Reprinted with permission of the American Thoracic Society. Copyright © 2019 American Thoracic Society. O’Donnell DE, Bain DJ, Webb KA. 1997. Factors contributing to relief of exertional breathlessness during hyperoxia in chronic airflow limitation. Am J Respir Crit Care Med. 155(2):530–535. The American Journal of Respiratory and Critical Care Medicine is an official journal of the American Thoracic Society

Improvement in a dyspnea, b P0.1 (a surrogate measure of inspiratory neural drive), and c VE with administration of oxygen in patients with moderate to severe COPD and mild exertional oxygen desaturation, not qualifying for ambulatory home oxygen. RA room air, P0.1 airway occlusion pressure, VE minute ventilation.

Landmark clinical trials assessing the use of oxygen therapy in COPD have demonstrated the mortality benefit of continuous ambulatory oxygen in patients with significant hypoxemia [64, 65]. A recent systematic review examined 44 studies that assessed the impact of supplemental ambulatory oxygen on symptoms in patients with COPD who did not qualify for supplemental oxygen on the basis of thresholds from landmark studies (mean PaO2 > 55 mmHg). Oxygen supplementation reduced dyspnea in patients undergoing cardiopulmonary exercise testing compared to patients exercising without oxygen; however, evidence of an effect on daily activities was limited [63,64,65].

Opiates

Respiratory depression is a well-recognized complication of opioid therapy in susceptible older patients with more advanced COPD [66,67,68,69,70,71,72]. In clinically stable patients with COPD, careful upward titration of opiate medication is generally safe in selected patients.
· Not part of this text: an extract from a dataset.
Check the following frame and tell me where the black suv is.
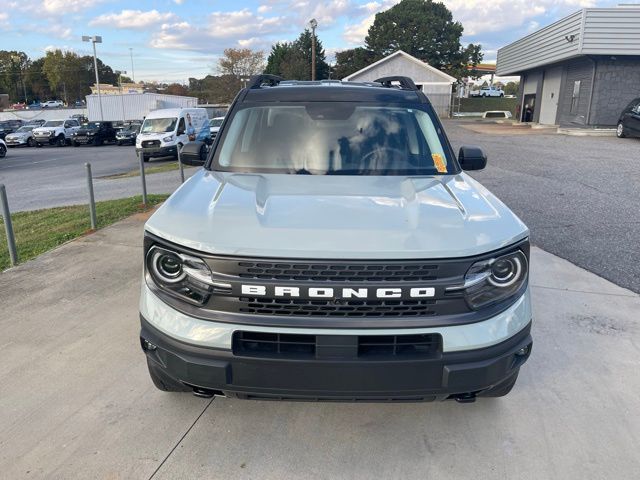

Abdallah et al. [73] have recently shown that a single dose of fast-acting, orally administered morphine in patients with COPD was associated with improvements in dyspnea and exercise endurance but with considerable variation in response [73]. Of interest, this subjective improvement occurred in the absence of significant decreases in IND (EMGdi/EMGdi,max), Bf, and VE. The authors speculated that opiates may alter the central processing of sensory signaling related to dyspnea and may influence the affective dimension by acting on abundant opioid receptors in cortico-limbic centers of the brain.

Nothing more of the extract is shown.